5. No Retraining Required
The method is optimization-based and does not require retraining the underlying models, making it immediately applicable to pre-trained systems.
Citation
@article{cannistraci2023bootstrapping,
title = {Bootstrapping Parallel Anchors for Relative Representations},
author = {Cannistraci, Irene and Moschella, Luca and Maiorca, Valentino and
Fumero, Marco and Norelli, Antonio and Rodol{\`a}, Emanuele},
journal = {arXiv preprint arXiv:2303.00721},
year = {2023}
}
Authors
Irene Cannistraci · Luca Moschella · Valentino Maiorca · Marco Fumero · Antonio Norelli · Emanuele Rodolà
Sapienza University of Rome, Italy
Implementation Details
- Optimizer: Adam
- Learning Rate: 0.02 (retrieval), 0.05 (stitching)

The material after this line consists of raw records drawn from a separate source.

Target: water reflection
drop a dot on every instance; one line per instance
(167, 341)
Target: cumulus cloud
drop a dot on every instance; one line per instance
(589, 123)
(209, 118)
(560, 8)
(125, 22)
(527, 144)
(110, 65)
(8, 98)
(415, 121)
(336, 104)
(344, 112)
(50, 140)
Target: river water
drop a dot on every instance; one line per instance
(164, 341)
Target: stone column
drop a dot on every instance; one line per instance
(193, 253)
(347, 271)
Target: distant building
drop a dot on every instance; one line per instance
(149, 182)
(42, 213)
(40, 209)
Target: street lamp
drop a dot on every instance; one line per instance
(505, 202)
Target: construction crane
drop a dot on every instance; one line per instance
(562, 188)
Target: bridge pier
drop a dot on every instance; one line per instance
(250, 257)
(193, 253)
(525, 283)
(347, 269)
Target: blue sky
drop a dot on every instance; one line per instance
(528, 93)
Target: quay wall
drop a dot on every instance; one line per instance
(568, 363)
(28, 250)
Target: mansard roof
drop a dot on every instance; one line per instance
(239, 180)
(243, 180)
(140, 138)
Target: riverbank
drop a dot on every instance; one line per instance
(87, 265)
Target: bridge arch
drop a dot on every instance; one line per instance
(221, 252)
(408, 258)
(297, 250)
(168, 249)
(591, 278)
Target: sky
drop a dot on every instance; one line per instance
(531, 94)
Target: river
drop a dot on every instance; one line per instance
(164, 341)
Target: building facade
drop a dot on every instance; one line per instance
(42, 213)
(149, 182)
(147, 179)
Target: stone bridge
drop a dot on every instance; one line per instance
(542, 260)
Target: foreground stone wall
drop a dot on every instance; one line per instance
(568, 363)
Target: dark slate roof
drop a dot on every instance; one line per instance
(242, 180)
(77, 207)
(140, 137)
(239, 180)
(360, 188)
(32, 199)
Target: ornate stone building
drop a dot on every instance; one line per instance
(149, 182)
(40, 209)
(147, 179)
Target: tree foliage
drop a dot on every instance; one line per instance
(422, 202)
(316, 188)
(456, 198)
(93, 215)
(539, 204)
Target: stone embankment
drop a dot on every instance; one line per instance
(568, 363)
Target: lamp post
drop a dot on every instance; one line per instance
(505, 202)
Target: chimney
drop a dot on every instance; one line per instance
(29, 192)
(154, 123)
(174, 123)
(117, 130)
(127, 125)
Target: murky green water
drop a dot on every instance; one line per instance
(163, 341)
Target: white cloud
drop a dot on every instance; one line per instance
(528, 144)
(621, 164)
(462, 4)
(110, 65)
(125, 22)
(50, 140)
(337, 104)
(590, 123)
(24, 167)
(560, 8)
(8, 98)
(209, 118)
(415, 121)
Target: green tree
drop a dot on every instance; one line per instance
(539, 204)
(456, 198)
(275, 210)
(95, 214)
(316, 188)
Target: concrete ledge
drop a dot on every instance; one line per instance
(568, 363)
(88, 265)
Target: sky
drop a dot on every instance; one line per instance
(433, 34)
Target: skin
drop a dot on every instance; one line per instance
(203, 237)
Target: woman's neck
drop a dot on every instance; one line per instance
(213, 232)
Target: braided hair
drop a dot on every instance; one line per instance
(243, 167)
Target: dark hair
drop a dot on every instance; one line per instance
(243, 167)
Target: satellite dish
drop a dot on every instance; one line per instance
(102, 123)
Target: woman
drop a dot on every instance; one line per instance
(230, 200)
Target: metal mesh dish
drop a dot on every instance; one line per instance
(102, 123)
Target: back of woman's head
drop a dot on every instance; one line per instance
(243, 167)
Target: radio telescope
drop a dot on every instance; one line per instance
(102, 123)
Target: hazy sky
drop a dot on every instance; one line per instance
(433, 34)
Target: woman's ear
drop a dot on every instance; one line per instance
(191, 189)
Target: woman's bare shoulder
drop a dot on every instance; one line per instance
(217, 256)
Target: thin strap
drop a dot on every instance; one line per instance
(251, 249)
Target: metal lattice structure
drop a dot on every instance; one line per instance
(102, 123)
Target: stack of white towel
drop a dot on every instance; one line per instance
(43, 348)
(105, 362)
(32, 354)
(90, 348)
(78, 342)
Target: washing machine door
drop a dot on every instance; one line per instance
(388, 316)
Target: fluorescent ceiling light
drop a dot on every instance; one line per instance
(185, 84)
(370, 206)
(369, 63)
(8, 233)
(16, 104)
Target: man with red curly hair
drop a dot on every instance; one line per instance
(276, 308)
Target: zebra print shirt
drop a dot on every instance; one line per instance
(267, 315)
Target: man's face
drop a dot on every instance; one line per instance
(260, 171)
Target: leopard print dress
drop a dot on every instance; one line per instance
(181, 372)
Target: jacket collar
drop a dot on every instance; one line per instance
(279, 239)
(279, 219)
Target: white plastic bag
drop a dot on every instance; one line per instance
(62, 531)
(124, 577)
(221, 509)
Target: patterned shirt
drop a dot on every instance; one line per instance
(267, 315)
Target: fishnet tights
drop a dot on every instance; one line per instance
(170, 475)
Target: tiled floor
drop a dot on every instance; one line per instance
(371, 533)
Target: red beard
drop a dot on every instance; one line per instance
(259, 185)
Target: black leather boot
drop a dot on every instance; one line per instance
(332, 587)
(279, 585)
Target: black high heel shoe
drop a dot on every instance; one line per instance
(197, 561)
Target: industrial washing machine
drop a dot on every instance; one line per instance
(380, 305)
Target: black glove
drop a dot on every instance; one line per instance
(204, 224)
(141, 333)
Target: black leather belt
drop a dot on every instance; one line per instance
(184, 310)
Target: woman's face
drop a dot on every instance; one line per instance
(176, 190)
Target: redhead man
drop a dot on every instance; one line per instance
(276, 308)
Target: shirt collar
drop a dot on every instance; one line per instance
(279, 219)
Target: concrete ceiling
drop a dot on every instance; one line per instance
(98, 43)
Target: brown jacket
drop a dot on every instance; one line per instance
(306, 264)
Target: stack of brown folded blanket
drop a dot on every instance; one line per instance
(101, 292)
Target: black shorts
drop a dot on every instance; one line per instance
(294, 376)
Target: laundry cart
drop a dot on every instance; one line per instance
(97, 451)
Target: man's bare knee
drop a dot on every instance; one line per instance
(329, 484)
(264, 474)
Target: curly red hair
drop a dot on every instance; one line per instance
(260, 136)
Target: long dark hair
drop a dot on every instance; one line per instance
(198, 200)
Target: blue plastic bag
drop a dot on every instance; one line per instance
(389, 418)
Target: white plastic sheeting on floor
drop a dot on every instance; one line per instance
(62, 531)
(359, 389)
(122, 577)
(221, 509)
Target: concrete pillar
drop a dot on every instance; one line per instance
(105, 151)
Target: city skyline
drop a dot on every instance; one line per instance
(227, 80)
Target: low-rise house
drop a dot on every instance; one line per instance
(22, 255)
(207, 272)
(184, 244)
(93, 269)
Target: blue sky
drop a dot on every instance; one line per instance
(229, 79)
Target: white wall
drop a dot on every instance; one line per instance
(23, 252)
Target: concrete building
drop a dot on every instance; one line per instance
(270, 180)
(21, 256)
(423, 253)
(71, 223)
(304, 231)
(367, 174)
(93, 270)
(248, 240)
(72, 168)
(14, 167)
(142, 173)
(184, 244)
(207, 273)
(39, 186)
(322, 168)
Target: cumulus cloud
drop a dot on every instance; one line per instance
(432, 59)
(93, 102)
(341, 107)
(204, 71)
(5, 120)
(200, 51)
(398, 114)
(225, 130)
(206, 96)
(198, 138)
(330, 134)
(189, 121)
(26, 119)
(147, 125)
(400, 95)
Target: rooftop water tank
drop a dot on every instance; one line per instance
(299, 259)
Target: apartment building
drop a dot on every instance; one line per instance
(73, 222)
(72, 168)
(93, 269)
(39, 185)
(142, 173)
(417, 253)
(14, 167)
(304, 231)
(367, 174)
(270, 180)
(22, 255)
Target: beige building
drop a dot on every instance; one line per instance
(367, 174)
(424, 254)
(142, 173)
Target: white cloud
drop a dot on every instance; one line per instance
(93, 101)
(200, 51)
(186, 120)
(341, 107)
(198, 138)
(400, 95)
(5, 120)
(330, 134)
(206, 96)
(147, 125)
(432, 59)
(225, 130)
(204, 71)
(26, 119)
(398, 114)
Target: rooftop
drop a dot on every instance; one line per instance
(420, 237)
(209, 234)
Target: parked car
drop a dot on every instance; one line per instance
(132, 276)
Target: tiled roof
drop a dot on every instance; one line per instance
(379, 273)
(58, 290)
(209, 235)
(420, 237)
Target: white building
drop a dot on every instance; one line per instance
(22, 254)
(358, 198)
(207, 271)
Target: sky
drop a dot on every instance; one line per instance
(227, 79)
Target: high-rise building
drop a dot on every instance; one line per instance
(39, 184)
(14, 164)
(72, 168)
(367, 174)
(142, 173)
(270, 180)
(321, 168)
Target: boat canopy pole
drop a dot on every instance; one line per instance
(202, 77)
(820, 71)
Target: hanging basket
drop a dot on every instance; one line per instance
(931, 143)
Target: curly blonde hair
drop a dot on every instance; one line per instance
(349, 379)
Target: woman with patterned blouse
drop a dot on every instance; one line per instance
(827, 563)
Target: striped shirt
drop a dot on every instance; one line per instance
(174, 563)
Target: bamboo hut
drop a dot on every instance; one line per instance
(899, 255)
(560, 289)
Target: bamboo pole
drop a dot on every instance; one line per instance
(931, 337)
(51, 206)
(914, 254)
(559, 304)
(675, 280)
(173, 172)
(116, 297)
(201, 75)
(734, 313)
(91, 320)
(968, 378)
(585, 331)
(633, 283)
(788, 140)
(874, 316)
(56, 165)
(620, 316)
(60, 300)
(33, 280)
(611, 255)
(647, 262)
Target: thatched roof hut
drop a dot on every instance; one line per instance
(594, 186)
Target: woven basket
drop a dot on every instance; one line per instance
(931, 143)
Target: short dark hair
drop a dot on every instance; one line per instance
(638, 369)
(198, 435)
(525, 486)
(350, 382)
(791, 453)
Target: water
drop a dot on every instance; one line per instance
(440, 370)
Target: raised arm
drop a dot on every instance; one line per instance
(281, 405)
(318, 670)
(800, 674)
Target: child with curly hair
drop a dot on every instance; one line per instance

- Optimization Steps: 250 (retrieval), 125 (stitching)
- Loss Function: MSE (Mean Squared Error)
- Constraint: Unit norm (||a||₂ = 1) via GeoTorch
- Epsilon: 1e-4
- Stop Error: 1e-5
- Iterations: 1 per optimization step
- Purpose: Compute soft correspondence between domains
- PyTorch Lightning: Reproducible training pipeline
- GeoTorch: Unit norm constraints on anchors
- Sinkhorn Algorithm: Fast approximate Wasserstein distances
- HuggingFace Transformers: Pre-trained models
- HuggingFace Datasets: NLP datasets and CIFAR-10
- DVC: Data versioning and experiment tracking
Future Work and Limitations
While this work significantly reduces the number of required parallel anchors, future research directions include:
Eliminating the Seed Requirement
Exploring methods that can discover parallel anchors without any initial supervision through purely unsupervised approaches.
Scaling to Millions of Anchors
Extending the approach to handle very large-scale anchor discovery for applications requiring extensive semantic correspondence.
Multi-Domain Scenarios
Generalizing beyond pairwise domain alignment to multiple domains simultaneously for complex multi-modal systems.